Picture This


The first time it happened, I freaked out so bad I almost puked.

My Grandma gave me my very first digital camera when I was, what? … eleven? I think so. My eleventh birthday. You’d think I’d remember it better. I remember everything else like it happened yesterday. Anyway, it wasn’t the greatest camera in the world, but it addicted me beyond hope of recovery to photography.

Grandma’s was the first picture I ever took. She beamed her loving warm smile from the shade of the wide, railed porch, with the sharp, clear sunshine providing nice reflective light. The shadows, soft but crisp, accented and didn’t obscure anything. A nice day for outdoor photography, I learned later. But that day I didn’t know squat. She put her hands in her lap for me and turned her head to stare right into the camera, then gave me the smile I’ll remember her by for the rest of my life.

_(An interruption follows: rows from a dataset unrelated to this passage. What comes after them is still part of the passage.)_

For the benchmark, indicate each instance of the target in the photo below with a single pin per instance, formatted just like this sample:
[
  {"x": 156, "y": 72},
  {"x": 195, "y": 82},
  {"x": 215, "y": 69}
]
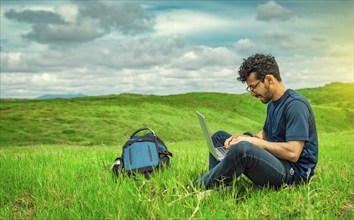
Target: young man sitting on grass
[{"x": 285, "y": 151}]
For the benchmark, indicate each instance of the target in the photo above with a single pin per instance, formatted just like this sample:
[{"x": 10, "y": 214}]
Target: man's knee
[
  {"x": 219, "y": 138},
  {"x": 243, "y": 148}
]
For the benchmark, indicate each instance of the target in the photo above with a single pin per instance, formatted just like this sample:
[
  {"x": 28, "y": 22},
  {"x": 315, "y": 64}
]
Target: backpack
[{"x": 142, "y": 154}]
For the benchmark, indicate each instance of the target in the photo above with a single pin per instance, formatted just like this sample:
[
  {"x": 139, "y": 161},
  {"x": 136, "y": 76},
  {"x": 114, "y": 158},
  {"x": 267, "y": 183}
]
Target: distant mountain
[{"x": 60, "y": 96}]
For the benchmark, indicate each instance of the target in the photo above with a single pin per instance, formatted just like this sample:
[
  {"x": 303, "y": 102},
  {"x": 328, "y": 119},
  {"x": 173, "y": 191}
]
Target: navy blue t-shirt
[{"x": 291, "y": 118}]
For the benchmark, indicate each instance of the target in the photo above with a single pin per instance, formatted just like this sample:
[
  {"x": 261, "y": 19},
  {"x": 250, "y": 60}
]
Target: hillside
[{"x": 109, "y": 120}]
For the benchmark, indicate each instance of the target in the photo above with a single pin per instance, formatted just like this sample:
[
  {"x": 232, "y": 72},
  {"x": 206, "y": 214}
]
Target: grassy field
[{"x": 55, "y": 158}]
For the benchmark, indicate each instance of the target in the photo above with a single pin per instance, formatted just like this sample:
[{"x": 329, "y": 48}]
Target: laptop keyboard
[{"x": 222, "y": 150}]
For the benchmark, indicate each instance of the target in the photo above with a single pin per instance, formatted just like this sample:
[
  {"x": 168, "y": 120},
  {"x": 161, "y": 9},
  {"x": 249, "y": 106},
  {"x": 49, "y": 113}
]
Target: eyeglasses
[{"x": 251, "y": 88}]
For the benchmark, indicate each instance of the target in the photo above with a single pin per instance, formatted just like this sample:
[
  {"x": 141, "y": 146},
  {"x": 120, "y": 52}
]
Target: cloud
[
  {"x": 279, "y": 38},
  {"x": 272, "y": 11},
  {"x": 128, "y": 18},
  {"x": 245, "y": 45},
  {"x": 35, "y": 17},
  {"x": 92, "y": 20}
]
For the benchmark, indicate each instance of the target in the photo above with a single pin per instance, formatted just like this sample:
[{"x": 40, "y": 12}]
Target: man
[{"x": 285, "y": 151}]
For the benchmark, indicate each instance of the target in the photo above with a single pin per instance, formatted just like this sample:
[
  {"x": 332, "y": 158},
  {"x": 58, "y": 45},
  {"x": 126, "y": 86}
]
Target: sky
[{"x": 168, "y": 47}]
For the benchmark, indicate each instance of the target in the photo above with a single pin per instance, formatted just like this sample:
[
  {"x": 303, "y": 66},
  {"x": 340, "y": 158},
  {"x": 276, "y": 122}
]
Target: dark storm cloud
[{"x": 94, "y": 19}]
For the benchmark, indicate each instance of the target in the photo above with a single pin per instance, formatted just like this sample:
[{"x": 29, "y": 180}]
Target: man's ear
[{"x": 270, "y": 79}]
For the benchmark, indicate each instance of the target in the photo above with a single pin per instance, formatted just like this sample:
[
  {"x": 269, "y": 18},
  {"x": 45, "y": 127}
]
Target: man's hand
[{"x": 234, "y": 139}]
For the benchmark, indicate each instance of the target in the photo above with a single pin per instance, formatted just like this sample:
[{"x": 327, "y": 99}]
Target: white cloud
[
  {"x": 245, "y": 45},
  {"x": 272, "y": 11}
]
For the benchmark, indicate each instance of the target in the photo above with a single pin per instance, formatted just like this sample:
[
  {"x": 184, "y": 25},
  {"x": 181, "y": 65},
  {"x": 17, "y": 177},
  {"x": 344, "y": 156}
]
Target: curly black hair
[{"x": 261, "y": 64}]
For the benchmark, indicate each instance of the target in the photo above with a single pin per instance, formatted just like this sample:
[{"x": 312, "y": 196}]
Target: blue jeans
[{"x": 260, "y": 166}]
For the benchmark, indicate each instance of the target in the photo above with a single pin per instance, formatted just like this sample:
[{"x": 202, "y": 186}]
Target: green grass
[
  {"x": 55, "y": 158},
  {"x": 69, "y": 182}
]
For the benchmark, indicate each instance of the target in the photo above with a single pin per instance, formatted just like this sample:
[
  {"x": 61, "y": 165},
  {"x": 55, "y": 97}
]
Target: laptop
[{"x": 218, "y": 152}]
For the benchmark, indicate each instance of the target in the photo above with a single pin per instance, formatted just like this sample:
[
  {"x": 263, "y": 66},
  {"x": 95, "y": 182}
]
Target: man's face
[{"x": 258, "y": 89}]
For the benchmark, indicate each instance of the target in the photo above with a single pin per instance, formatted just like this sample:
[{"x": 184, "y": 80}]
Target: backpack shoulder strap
[{"x": 142, "y": 129}]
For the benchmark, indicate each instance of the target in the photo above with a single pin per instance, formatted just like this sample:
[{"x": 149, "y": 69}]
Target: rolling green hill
[{"x": 109, "y": 120}]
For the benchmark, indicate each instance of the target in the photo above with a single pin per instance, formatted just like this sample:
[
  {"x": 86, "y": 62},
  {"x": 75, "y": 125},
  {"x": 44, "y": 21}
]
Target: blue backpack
[{"x": 142, "y": 154}]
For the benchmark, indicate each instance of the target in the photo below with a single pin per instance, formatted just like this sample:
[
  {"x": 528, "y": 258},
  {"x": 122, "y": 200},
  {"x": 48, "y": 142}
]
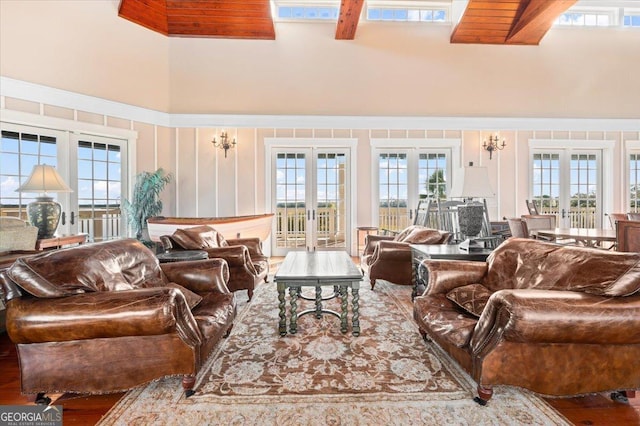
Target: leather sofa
[
  {"x": 388, "y": 257},
  {"x": 248, "y": 266},
  {"x": 106, "y": 317},
  {"x": 557, "y": 320}
]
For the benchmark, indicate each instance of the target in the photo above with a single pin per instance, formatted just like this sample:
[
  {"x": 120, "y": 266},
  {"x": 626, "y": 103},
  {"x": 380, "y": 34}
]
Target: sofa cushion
[
  {"x": 470, "y": 298},
  {"x": 198, "y": 238},
  {"x": 15, "y": 234},
  {"x": 526, "y": 263},
  {"x": 108, "y": 266}
]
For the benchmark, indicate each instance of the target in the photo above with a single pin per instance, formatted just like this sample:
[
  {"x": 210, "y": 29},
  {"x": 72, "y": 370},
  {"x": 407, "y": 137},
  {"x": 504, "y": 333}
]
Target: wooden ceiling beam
[
  {"x": 203, "y": 18},
  {"x": 348, "y": 19},
  {"x": 536, "y": 20}
]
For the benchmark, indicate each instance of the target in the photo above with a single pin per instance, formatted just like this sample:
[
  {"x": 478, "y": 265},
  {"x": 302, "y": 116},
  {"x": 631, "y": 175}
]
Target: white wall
[{"x": 389, "y": 69}]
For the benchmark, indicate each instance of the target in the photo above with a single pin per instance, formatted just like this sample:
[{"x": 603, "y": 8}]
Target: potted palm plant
[{"x": 145, "y": 202}]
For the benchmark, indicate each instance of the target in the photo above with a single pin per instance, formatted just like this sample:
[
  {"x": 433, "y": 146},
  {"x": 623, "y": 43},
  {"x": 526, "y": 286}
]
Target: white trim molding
[{"x": 56, "y": 97}]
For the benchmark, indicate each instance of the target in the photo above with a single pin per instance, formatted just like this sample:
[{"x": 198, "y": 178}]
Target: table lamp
[
  {"x": 44, "y": 212},
  {"x": 472, "y": 182}
]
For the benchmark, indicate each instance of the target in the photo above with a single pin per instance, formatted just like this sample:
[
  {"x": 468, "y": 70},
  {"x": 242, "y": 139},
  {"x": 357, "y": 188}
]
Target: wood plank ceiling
[
  {"x": 483, "y": 22},
  {"x": 202, "y": 18},
  {"x": 508, "y": 21}
]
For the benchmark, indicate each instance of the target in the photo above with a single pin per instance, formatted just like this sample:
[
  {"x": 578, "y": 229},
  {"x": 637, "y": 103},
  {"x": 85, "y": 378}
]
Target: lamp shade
[
  {"x": 472, "y": 182},
  {"x": 44, "y": 179}
]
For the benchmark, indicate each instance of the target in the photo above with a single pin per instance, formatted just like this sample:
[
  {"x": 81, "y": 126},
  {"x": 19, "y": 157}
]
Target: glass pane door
[
  {"x": 290, "y": 201},
  {"x": 101, "y": 181},
  {"x": 393, "y": 210},
  {"x": 330, "y": 211},
  {"x": 311, "y": 188},
  {"x": 565, "y": 183}
]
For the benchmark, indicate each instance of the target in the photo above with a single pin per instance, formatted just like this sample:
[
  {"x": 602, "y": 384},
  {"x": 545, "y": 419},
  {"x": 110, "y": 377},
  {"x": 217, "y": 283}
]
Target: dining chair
[
  {"x": 628, "y": 235},
  {"x": 614, "y": 217},
  {"x": 531, "y": 206},
  {"x": 533, "y": 222},
  {"x": 633, "y": 216},
  {"x": 517, "y": 227}
]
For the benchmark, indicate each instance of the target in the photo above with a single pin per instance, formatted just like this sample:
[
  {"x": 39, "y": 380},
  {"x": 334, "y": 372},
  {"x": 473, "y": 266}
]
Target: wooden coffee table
[{"x": 318, "y": 269}]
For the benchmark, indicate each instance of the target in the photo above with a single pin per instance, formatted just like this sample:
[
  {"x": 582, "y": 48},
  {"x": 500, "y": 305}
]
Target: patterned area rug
[{"x": 388, "y": 375}]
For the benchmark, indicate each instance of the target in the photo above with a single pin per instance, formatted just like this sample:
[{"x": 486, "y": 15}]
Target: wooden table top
[
  {"x": 598, "y": 234},
  {"x": 319, "y": 265}
]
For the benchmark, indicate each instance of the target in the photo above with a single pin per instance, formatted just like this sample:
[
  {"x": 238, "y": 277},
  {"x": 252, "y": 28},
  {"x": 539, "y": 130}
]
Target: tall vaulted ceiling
[{"x": 483, "y": 21}]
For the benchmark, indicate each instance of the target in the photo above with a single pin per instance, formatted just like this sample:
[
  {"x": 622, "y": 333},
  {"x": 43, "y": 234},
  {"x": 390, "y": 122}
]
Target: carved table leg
[
  {"x": 282, "y": 325},
  {"x": 344, "y": 295},
  {"x": 355, "y": 287},
  {"x": 293, "y": 322},
  {"x": 318, "y": 301}
]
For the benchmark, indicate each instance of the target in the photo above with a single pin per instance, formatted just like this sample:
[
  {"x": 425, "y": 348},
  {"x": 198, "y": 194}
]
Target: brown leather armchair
[
  {"x": 106, "y": 317},
  {"x": 389, "y": 257},
  {"x": 558, "y": 320},
  {"x": 248, "y": 266}
]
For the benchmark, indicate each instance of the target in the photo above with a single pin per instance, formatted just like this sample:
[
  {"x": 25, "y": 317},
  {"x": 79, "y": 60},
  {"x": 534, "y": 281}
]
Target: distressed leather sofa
[
  {"x": 557, "y": 320},
  {"x": 248, "y": 266},
  {"x": 388, "y": 258},
  {"x": 106, "y": 317}
]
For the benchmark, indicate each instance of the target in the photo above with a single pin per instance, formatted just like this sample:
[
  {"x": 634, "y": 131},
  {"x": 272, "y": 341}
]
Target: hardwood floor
[{"x": 592, "y": 410}]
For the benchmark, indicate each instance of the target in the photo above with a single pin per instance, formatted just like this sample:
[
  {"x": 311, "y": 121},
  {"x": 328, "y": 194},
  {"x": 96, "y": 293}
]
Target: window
[
  {"x": 19, "y": 152},
  {"x": 634, "y": 182},
  {"x": 306, "y": 12},
  {"x": 631, "y": 19},
  {"x": 407, "y": 14},
  {"x": 587, "y": 19}
]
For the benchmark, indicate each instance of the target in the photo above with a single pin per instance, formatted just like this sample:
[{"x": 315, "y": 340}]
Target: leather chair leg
[
  {"x": 484, "y": 394},
  {"x": 188, "y": 381}
]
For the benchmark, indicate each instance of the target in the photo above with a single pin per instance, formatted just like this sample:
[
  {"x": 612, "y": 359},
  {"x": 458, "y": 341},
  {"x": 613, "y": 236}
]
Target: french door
[
  {"x": 406, "y": 176},
  {"x": 99, "y": 174},
  {"x": 568, "y": 184},
  {"x": 94, "y": 167},
  {"x": 311, "y": 198}
]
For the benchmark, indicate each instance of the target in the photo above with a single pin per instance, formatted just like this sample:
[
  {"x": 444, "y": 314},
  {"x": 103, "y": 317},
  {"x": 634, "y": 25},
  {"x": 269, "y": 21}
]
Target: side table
[
  {"x": 420, "y": 252},
  {"x": 182, "y": 255}
]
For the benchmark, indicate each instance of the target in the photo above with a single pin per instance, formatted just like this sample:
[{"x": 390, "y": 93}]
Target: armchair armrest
[
  {"x": 392, "y": 251},
  {"x": 371, "y": 241},
  {"x": 445, "y": 275},
  {"x": 234, "y": 255},
  {"x": 549, "y": 316},
  {"x": 199, "y": 276},
  {"x": 139, "y": 312},
  {"x": 253, "y": 244}
]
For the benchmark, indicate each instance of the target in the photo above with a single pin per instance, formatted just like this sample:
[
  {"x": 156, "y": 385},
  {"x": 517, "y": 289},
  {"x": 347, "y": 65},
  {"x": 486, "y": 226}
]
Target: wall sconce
[
  {"x": 493, "y": 145},
  {"x": 224, "y": 142}
]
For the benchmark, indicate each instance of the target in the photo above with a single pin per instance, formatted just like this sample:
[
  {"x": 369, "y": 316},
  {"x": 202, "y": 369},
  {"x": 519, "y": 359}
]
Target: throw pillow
[
  {"x": 471, "y": 298},
  {"x": 198, "y": 238},
  {"x": 193, "y": 299}
]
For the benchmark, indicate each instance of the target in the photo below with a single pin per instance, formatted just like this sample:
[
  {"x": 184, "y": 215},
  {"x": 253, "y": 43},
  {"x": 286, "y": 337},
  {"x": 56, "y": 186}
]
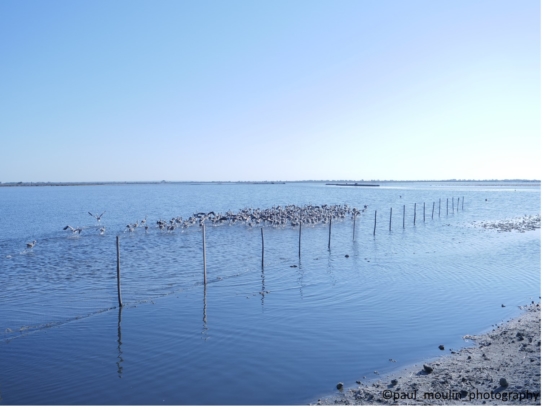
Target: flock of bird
[{"x": 278, "y": 216}]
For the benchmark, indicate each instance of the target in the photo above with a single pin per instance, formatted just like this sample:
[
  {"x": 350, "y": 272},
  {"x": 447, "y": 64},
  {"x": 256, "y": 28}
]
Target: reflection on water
[
  {"x": 120, "y": 344},
  {"x": 330, "y": 318}
]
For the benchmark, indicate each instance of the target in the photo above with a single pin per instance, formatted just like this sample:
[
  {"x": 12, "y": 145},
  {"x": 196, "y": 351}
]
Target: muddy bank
[{"x": 502, "y": 368}]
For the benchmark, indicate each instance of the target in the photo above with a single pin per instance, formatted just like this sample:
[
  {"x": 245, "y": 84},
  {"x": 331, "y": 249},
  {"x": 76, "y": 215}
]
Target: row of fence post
[{"x": 300, "y": 232}]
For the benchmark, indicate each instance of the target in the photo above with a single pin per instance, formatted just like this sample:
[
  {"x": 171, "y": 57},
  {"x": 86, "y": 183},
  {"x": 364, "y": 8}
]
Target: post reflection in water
[
  {"x": 119, "y": 345},
  {"x": 262, "y": 287},
  {"x": 205, "y": 328}
]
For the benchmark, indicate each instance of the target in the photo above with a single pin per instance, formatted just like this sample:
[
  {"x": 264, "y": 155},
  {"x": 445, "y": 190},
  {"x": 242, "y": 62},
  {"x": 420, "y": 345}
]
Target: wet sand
[{"x": 502, "y": 368}]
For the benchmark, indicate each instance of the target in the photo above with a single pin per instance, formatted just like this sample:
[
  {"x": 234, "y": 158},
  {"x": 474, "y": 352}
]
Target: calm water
[{"x": 282, "y": 335}]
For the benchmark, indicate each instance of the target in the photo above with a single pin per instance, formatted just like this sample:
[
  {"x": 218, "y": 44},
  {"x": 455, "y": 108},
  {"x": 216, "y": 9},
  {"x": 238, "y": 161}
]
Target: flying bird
[{"x": 97, "y": 217}]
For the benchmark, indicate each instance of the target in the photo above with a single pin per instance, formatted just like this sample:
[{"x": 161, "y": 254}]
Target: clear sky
[{"x": 269, "y": 90}]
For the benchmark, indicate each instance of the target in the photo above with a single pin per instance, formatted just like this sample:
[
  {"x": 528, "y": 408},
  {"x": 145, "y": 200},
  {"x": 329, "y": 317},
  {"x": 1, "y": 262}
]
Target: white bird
[
  {"x": 97, "y": 217},
  {"x": 77, "y": 230}
]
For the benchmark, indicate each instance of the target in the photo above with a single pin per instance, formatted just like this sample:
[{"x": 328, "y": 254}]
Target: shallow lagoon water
[{"x": 398, "y": 296}]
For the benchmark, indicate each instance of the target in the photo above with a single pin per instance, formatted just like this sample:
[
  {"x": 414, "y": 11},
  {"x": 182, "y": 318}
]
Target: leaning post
[{"x": 119, "y": 274}]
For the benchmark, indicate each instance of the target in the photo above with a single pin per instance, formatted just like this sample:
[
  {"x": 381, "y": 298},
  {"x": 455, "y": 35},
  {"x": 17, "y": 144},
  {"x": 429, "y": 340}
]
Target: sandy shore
[{"x": 502, "y": 368}]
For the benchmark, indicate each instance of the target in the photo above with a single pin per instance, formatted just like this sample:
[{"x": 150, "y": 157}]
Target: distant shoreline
[{"x": 347, "y": 183}]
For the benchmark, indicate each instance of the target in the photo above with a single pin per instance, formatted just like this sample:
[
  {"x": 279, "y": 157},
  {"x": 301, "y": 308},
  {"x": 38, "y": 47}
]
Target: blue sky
[{"x": 258, "y": 90}]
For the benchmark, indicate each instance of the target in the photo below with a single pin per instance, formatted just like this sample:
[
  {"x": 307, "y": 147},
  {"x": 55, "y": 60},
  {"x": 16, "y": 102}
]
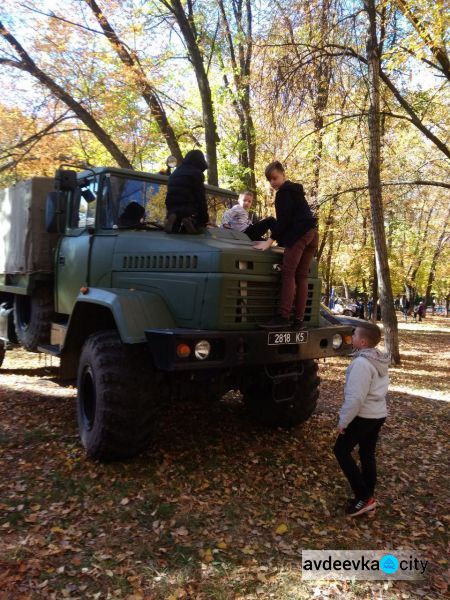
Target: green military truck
[{"x": 137, "y": 315}]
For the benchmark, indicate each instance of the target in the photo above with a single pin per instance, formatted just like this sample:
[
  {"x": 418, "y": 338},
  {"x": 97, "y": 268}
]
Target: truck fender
[{"x": 131, "y": 312}]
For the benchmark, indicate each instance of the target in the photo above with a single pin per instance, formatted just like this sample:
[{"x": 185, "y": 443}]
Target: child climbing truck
[
  {"x": 187, "y": 210},
  {"x": 296, "y": 229}
]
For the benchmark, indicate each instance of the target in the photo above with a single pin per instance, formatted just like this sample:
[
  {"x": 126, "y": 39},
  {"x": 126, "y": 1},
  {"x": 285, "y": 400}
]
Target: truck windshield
[{"x": 128, "y": 202}]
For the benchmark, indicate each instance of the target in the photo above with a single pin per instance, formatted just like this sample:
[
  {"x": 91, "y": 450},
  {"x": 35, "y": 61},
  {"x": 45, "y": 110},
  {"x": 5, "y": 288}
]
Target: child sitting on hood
[
  {"x": 362, "y": 415},
  {"x": 187, "y": 210}
]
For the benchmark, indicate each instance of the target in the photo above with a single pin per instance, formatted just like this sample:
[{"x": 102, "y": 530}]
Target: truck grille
[
  {"x": 160, "y": 261},
  {"x": 255, "y": 301}
]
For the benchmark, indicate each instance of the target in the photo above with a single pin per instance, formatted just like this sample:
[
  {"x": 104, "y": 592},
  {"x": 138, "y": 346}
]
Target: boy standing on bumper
[{"x": 361, "y": 417}]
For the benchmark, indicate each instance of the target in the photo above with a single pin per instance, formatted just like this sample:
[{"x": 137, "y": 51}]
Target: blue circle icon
[{"x": 389, "y": 564}]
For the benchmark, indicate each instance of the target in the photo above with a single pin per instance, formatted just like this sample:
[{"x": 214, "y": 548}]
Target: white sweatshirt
[
  {"x": 236, "y": 218},
  {"x": 366, "y": 386}
]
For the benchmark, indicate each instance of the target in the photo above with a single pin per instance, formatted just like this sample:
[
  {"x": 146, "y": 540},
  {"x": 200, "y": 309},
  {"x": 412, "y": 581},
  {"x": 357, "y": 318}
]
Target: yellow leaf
[
  {"x": 207, "y": 555},
  {"x": 282, "y": 528}
]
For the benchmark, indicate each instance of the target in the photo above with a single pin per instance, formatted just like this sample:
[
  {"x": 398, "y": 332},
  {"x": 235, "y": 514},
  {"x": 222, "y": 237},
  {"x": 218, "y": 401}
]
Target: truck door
[{"x": 73, "y": 251}]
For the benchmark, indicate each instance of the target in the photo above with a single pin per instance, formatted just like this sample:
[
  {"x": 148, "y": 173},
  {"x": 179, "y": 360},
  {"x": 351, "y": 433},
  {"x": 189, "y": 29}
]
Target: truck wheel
[
  {"x": 33, "y": 318},
  {"x": 2, "y": 351},
  {"x": 260, "y": 397},
  {"x": 115, "y": 400}
]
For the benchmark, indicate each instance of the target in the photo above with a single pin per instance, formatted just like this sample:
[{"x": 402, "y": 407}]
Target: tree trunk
[
  {"x": 189, "y": 33},
  {"x": 374, "y": 181},
  {"x": 375, "y": 298},
  {"x": 148, "y": 94},
  {"x": 241, "y": 57},
  {"x": 322, "y": 74},
  {"x": 442, "y": 241}
]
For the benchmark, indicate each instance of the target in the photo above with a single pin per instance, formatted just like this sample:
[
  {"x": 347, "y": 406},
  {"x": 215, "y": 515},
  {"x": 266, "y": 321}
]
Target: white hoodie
[{"x": 366, "y": 386}]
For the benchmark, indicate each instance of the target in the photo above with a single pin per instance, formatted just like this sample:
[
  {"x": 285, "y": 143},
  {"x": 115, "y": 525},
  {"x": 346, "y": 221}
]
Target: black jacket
[
  {"x": 294, "y": 216},
  {"x": 186, "y": 192}
]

I didn’t use the flash. Now, I know didn’t really need to, except maybe for reduction of red eye, but that’s what photo editing software’s for, right? So why bother? I didn’t know that then, though, so it’s a moot point anyway. I snapped the picture, and when I viewed it on the tiny LCD screen, my brows dropped over my eyes.

“What’s wrong, sweetie?” She must’ve seen my confusion. I wasn’t sure what to say. I looked up at her.

“I musta done somethin’ wrong, Grandma,” I said. “The picture’s all … dark behind you. Lemme try again.”

“All right, love. Go ‘head.” She smiled for me again, and again I centered her beaming face in the viewer and snapped.

I looked at the new picture, and it was the same as the first one. A dark, smudgy background with her figure stark and bright against it. It was like the sunlight couldn’t reach behind her, or for some reason there was a heavy shadow over the background that blocked out the house. I screwed up my face again, and she raised her eyebrows at me.

I caught her expression. “It happened again. This is weird. Can I try one more time?”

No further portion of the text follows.